NOTE: Regina’s original recipe increases canned corn to 3 (15 oz) cans, drained and increases shredded cheese to 1 pound. She omits fresh the fresh corn kernals. She uses a dash of cayenne pepper rather than jalapeno peppers. She increases the dressing to 2 cups sour cream and 1 cup mayonnaise. 

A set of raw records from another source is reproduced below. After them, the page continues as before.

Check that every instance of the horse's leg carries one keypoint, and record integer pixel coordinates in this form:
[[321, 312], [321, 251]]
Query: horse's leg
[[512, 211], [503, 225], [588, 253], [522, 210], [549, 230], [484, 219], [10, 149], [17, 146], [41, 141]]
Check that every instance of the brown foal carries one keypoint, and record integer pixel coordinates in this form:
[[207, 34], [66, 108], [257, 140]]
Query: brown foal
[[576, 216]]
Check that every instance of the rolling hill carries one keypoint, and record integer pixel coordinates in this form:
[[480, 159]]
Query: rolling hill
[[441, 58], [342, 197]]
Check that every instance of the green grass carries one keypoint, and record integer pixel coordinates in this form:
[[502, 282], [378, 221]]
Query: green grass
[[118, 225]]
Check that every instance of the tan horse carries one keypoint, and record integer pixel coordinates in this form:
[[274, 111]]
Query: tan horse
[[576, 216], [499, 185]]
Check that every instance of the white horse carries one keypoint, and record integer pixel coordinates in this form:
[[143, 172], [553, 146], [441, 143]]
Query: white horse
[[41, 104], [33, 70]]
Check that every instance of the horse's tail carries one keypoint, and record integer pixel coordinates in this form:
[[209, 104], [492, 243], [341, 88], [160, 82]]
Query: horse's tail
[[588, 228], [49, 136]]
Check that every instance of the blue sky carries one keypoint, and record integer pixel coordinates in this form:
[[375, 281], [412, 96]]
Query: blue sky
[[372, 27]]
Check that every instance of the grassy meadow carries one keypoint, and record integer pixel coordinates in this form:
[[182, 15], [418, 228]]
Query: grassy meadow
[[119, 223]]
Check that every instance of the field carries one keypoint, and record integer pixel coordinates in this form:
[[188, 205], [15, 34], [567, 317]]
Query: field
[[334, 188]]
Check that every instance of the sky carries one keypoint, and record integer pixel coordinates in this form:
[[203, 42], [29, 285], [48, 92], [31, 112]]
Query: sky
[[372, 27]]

Don’t have a large group coming to your next football game/ It’s a recipe for a smaller crowd:

Knock-Out Corn Dip for a Smaller Crowd

  • Servings: 2 cups
  • Difficulty: easy
  • Print

Ingredients:

  • 1 (15 oz) can Del Monte Fiesta canned corn, drained (or canned Mexican corn)
  • 3 green onions, sliced 
  • 1/2 (4 oz) can chopped mild green chiles, drained
  • 1 tsp chopped, canned jalapeno peppers, OR
    dash cayenne pepper (both optional)
  • 1 tsp lime juice
  • 1/2 tsp cumin
  • 1 cup shredded mild cheddar cheese
  • 2/3 cup sour cream
  • 1/3 cup mayonnaise
  • 1/4 cup cilantro, optional
  • Corn chips scoops or dippers, for serving.

Method and Steps:

  1. Add drained Del Monte Fiesta canned corn, sliced green onions, drained chopped mild green chiles and optional chopped jalapeno peppers or dash of cayenne pepper to a large bowl. Stir to combine.
  2. Mix in lime juice and cumin, stir well to combine.
  3. Stir in cheddar cheese.
  4. Mix in sour cream and mayonnaise.
  5. Last, stir in cilantro, if using.
  6. Cover and refrigerator several hours before serving.
  7. Serve with corn chips scoops for dipping.